I cannot speak on the subject of all of Tommy’s friends, but I can speak about one of them—me. God has used this to change me in a number of ways.
- I must be honest about what’s happening in my own heart. Tommy clearly had a dark season in his life up to the end. Yet, his wife did not know the extent of this. Neither did his kids. Nor his church. Nor did his friends. And I wonder if Tommy really understood this! We all must understand our hearts before God and others. This stands as a non-negotiable.
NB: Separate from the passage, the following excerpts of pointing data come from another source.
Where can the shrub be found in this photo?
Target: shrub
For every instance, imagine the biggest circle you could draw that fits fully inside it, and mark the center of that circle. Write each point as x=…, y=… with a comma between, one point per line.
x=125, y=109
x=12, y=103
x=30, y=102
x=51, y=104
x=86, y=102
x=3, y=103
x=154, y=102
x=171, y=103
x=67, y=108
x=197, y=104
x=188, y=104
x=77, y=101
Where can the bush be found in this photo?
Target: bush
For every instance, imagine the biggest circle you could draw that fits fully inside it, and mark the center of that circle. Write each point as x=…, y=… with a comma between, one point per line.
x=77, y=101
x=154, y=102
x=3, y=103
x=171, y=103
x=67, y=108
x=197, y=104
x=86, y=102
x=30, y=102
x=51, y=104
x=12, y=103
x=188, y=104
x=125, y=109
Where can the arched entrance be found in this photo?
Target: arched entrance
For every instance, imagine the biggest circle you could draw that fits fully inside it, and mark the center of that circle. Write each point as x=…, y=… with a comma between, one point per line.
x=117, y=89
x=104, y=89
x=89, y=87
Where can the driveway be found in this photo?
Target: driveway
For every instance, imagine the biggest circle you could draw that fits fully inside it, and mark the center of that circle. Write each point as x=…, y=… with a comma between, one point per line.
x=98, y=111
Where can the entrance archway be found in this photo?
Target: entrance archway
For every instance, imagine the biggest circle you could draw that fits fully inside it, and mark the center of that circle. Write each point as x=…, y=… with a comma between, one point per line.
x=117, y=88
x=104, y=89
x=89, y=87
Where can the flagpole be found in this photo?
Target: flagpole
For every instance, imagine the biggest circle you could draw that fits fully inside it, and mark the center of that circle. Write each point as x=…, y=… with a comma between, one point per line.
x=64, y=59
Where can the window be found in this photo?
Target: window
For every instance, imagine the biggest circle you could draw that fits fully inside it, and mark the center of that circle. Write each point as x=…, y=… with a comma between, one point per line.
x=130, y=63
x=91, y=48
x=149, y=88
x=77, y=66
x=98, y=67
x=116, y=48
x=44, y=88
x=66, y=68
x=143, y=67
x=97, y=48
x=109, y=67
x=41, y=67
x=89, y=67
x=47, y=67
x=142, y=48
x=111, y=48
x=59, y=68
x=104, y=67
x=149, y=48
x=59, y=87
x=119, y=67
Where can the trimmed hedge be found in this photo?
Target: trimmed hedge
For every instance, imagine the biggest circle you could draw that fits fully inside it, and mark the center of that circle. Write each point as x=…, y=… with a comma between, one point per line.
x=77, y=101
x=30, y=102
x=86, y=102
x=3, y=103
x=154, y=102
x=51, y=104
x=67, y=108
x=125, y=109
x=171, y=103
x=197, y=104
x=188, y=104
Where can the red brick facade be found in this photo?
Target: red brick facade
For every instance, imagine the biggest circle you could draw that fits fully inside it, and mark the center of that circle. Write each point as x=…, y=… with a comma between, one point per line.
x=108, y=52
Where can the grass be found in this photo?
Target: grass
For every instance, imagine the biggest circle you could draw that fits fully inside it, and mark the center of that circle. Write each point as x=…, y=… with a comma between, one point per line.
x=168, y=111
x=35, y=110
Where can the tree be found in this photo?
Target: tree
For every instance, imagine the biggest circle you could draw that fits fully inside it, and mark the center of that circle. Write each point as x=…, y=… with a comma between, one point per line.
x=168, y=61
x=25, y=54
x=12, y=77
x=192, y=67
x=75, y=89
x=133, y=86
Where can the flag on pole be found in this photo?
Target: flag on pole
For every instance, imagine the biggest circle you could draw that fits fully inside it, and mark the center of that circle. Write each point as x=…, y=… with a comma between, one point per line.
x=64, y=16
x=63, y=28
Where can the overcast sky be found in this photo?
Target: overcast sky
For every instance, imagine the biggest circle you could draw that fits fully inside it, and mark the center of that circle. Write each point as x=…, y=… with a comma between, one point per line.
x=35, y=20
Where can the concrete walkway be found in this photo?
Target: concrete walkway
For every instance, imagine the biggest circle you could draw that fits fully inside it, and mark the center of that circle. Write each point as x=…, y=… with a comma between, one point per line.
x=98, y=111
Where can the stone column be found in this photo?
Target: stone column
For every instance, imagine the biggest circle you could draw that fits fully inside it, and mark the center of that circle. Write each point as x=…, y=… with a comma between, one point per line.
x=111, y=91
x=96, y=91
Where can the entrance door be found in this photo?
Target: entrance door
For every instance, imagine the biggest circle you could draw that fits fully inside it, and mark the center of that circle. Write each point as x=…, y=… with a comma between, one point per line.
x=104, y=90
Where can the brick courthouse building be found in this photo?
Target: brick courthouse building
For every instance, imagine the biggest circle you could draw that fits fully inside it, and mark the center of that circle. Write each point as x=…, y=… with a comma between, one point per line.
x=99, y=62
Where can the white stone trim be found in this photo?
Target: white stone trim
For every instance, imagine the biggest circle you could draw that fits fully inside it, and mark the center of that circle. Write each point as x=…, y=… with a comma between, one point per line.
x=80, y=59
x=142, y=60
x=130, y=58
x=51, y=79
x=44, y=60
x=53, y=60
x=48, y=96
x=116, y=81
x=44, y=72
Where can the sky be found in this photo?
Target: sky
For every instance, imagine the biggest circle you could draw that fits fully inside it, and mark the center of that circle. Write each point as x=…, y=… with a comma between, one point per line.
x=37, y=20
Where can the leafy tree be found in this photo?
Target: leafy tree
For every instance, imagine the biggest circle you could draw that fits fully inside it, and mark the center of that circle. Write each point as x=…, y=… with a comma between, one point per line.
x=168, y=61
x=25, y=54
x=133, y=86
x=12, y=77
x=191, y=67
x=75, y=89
- I must have someone to share what’s happening in my heart. I remember saying during the funeral sermon, “I wish I could have had another chance to talk to Tommy—to see what was happening.” You see, Tommy and I carpooled to seminary for over a year during our MDiv work. We shared things with each other that we haven’t shared with anyone else other than our spouses. I wish I could have had one more car ride with him. Who knows? But now, I know I must have a transparent life with someone with whom I can be accountable—my spouse or even another friend as well.
- I am more diligent in keeping up with my friends now. Phone calls. E-mails. Facebook. Smoke signal. Carrier pigeon. I see my pastor friends online, I pop in and say hello and ask them how I’m doing. Who knows? Some may say, “Oh, him again?” Yup! Me again. I talked online to Tommy once per week. We didn’t talk about much, but it was that connection. Could I have done more? Could I have said more? Sure, he was in Iowa and I in Kentucky—but still… . Even so, I need to do what I can to make sure all of us minister and live faithfully, and finish well in Christ.
- I’m preaching with more passion. At least, that’s what folks tell me. I didn’t connect until just now that maybe Tommy’s death is why. What is happening in the hearts of the pastors with whom I serve? What is happening with the staff with whom I’m supervise? What’s happening with the congregation for whom I will have to give an account (Hebrews 13:17)? What’s happening in our community in which God has placed our church? So, I’m preaching with much more urgency. If God can use this clay pot (2 Corinthians 4:7) for His purposes, then I pray He will put in me desire to compel others to chase after Christ (2 Corinthians 5:14-15).
I’ve been sitting on this for a number of weeks. It’s so hard to think about, much less write about. Plus, I do not want to unearth feelings among the family that may be starting to heal. But if there are any family members reading (Kay, Melissa, Jesi, Derek, Steve, Jeff, Betty, wives, husbands, and children), please know that God is and will use all things for good, even though what happened was not good.
You know that Tommy was my brother! We kept talking about seeing each other again sometime. And I will see him again! That last season did not represent the totality of Tommy’s passion for relying on His grace. You all are in my prayers. Thank you for letting me be part of your lives. May God use us to be a part of the lives of those whom we care about.